Mais tous, et parmi eux M. Emile Gautier et le prince Kropotkine, sont accusés d'avoir organisé l'agitation anarchiste, soit dans la presse, soit dans des sociétés secrètes. »
Les chefs d’accusation distinguent deux groupes : d’un côté, les adhérents et de l’autre, les « responsables ».
Les premiers sont accusés « d’avoir depuis moins de trois ans, à Lyon ou sur toute autre partie du territoire français, été affiliés ou fait acte d’affiliation à une association internationale ayant pour but de provoquer à la suspension du travail, à l’abolition du droit de propriété, de la famille, de la patrie, de la religion, et d’avoir ainsi commis un attentat contre la paix publique, délits prévus et punis par les articles 1er et suivants de la loi du 14 mars 1872 ».
Le groupe des responsables, dont font partie Pierre Kropotkine, Émile Gautier ou Toussaint Bordat, est en plus accusé d’avoir « accepté des fonctions de cette association ou d’avoir sciemment concouru à son développement, soit en recevant ou en provoquant à son profit des souscriptions, soit en lui procurant des adhésions collectives ou individuelles, soit, enfin, en propageant ses doctrines, ses statuts ou ses circulaires ».
Les conditions de ce procès extraordinaire sont compliquées et la police sur place joue elle aussi un rôle, peu ambigu, au cours de l’audience.
« Au début de l'audience, le procureur de la République Regnault donne lecture d'une protestation des prévenus contre les mesures exceptionnelles prises à leur égard, la police occupant plus de la moitié de la salle d'audience, ce qui jamais ne s'est vu, même dans les procès des pires malfaiteurs, et les empêche de suivre les interrogatoires ;
ils protestent, ensuite, contre les agissements de la police, qui leur interdit de se lever pendant les suspensions d'audience et qui, hier, a traité les femmes de certains détenus avec une brutalité rappelant les plus mauvais jours de l’empire. »
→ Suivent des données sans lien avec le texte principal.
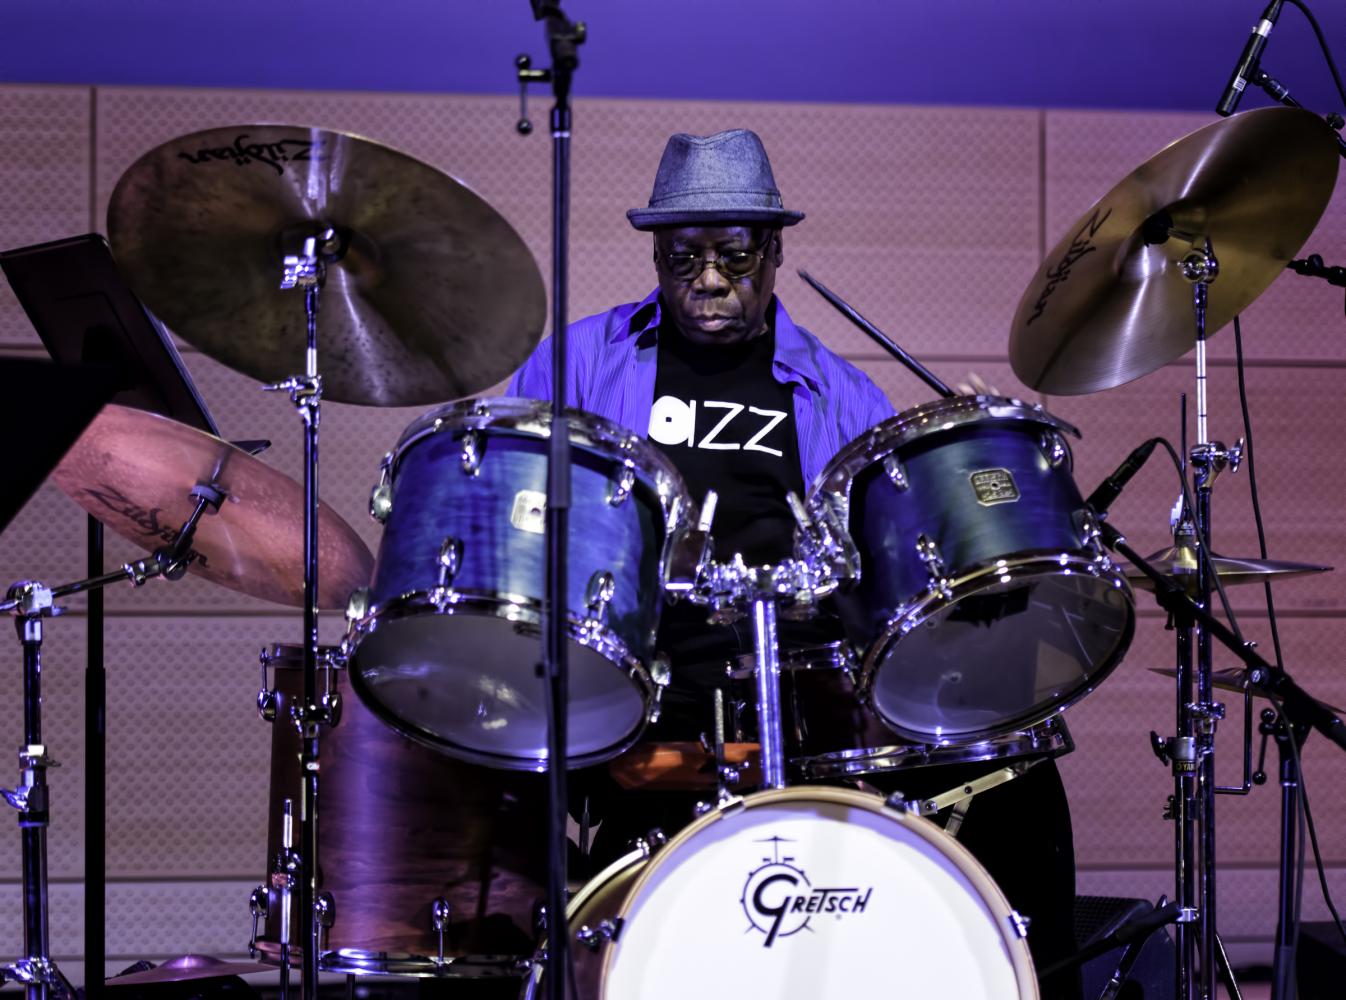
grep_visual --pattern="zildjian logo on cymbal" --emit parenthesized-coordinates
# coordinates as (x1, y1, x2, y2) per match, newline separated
(1026, 205, 1113, 326)
(176, 134, 317, 176)
(740, 836, 874, 948)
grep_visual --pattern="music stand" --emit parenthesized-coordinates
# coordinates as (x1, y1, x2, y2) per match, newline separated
(1, 234, 221, 987)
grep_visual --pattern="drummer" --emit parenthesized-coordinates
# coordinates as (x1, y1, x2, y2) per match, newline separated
(507, 129, 1080, 997)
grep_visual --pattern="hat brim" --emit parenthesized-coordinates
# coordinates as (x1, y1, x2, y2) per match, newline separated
(627, 206, 805, 232)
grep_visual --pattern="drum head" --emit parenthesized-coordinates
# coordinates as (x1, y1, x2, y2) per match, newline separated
(869, 562, 1133, 742)
(349, 611, 648, 769)
(601, 787, 1037, 999)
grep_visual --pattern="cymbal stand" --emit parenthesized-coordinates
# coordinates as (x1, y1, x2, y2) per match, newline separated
(0, 490, 216, 999)
(268, 231, 343, 1000)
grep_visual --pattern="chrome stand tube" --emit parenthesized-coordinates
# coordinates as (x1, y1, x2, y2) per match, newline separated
(751, 598, 785, 789)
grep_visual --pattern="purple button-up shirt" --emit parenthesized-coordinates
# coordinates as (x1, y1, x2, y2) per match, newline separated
(506, 289, 896, 487)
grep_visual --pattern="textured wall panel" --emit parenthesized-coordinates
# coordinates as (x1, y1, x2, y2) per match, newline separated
(0, 86, 92, 348)
(1043, 109, 1346, 366)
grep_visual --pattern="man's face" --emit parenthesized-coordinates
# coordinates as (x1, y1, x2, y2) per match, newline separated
(654, 225, 783, 346)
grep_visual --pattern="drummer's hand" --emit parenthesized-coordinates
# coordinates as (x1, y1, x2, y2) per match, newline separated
(954, 371, 1000, 397)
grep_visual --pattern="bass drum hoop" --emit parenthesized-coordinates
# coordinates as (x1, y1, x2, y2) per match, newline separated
(598, 786, 1038, 999)
(860, 550, 1134, 743)
(346, 589, 656, 770)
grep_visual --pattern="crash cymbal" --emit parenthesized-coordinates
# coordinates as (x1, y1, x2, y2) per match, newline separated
(107, 125, 546, 406)
(1148, 667, 1345, 714)
(1126, 539, 1331, 591)
(51, 404, 372, 608)
(1010, 107, 1339, 395)
(108, 955, 271, 986)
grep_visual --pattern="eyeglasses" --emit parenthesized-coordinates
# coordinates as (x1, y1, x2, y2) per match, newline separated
(657, 242, 773, 282)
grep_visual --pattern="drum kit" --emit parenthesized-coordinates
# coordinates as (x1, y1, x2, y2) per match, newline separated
(2, 44, 1346, 1000)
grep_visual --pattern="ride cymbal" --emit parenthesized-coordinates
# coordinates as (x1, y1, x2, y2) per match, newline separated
(1148, 667, 1345, 714)
(1011, 107, 1339, 395)
(51, 404, 373, 608)
(107, 125, 546, 406)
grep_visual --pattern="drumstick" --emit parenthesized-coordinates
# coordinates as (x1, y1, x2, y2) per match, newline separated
(797, 269, 955, 399)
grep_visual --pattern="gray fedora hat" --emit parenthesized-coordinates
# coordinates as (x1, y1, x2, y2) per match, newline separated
(627, 129, 804, 231)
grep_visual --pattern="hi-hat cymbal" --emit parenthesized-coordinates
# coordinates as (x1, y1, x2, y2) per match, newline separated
(1148, 667, 1345, 714)
(1010, 107, 1339, 395)
(107, 125, 546, 406)
(1126, 539, 1331, 591)
(108, 955, 272, 987)
(52, 404, 372, 608)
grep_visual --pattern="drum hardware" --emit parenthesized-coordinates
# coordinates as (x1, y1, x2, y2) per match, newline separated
(432, 899, 452, 966)
(679, 492, 857, 790)
(106, 955, 274, 987)
(887, 758, 1046, 836)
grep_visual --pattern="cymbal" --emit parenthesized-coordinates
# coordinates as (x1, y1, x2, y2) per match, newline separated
(1126, 540, 1331, 591)
(52, 404, 373, 609)
(1148, 667, 1345, 714)
(1010, 107, 1339, 395)
(610, 741, 762, 791)
(107, 125, 546, 406)
(108, 955, 272, 986)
Des souvenirs vieux de presque vingt ans ressurgissent même au deuxième jour du procès.
« Un incident surgit. Bordat dénonce au président le capitaine d'infanterie de service dans la salle, qui, sans aucune provocation, vient de dire à lui et à cinq amis : “J’ai arrangé vos camarades de la Commune et si vous aviez affaire à moi, je vous arrangerai.”
Le président. – Vous avez le droit de porter votre plainte au procureur de la République.
Bordat. – Nous en userons. »
La litanie des interrogatoires des militants anarchistes s’étend sur dix jours. Chacun est interrogé sur son appartenance à l’AIT et sur son rôle au sein du mouvement anarchiste.
L’accusation tourne souvent à la farce. Ainsi, lorsqu’arrive le tour de Sanlaville, cordonnier à Villefranche et « anarchiste indépendant » selon les termes du Rappel :
« Le président – Vous avez été vu achetant des brochures anarchistes ?
Sanlaville – C'est exact ; même le commissaire de police les a achetées comme moi.
Le président – Pas dans le même but.
Sanlaville – Oh ! ça c'est bien possible. (Rires.) »
Une majorité des anarchistes a décidé de se défendre sans avocat et d’utiliser leur présence sur le banc des accusés comme d’une tribune potentielle. Pierre Kropotkine, né dans l’aristocratie russe, explique ainsi les fondements de son engagement.
« Mon père était propriétaire de serfs esclaves. Dès mon enfance, j'ai eu l’occasion de voir se produire ce que vous avez lu dans la Case de l'oncle Tom, et c'est à cette époque que j'ai appris à aimer la classe des malheureux ;
c'est dans les cabanes des paysans que j'ai commencé à aimer le peuple qui gémissait dans l'esclavage ;
c'est dans la cabane de ma nourrice que j'ai appris à aimer les opprimés et que je me suis dit que jamais je ne serais avec les oppresseurs. »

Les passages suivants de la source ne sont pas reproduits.